La siguiente visita de Ximena al hospital comenzó como todas las demás. El olor a antiséptico, el murmullo constante de las conversaciones en los pasillos, el saludo familiar de las enfermeras. Entró en la habitación de Doña Elena con una bolsa de lichis frescos, sabiendo que eran sus favoritos. La encontró dormida, su respiración era tranquila y acompasada. Ximena se sentó en la silla junto a la cama, observando los números en el monitor de signos vitales. Todo parecía estable. Se permitió un momento de paz, un lujo poco común en su vida actual. Sin embargo, esa calma se rompió abruptamente. El monitor cardíaco emitió un pitido agudo y errático, y la línea que mostraba el pulso de Elena comenzó a dibujar picos y valles alarmantes. La saturación de oxígeno de la anciana empezó a caer en picada.

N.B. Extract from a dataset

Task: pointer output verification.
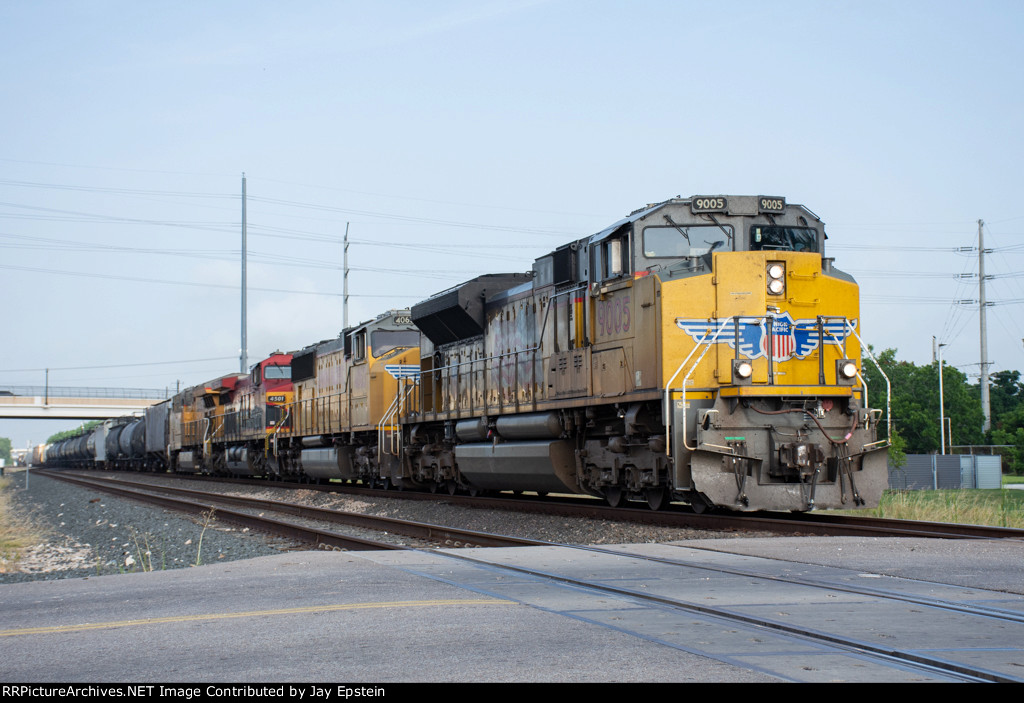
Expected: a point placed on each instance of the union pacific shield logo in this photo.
(790, 338)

Ximena se puso de pie de un salto, sus sentidos en alerta máxima. Presionó el botón de llamada de emergencia. En menos de un minuto, una enfermera entró corriendo, seguida de cerca por el médico de guardia, un hombre de mediana edad con aire de superioridad llamado Dr. Morales.
—¿Qué sucede aquí? —preguntó el doctor, mirando los monitores con el ceño fruncido.
—Es una arritmia severa, su presión está cayendo y no responde —informó Ximena, su voz era un témpano de calma en medio de la creciente crisis.
El Dr. Morales la miró con condescendencia. —¿Y usted es?
—Soy su nieta. Estaba aquí cuando empezó.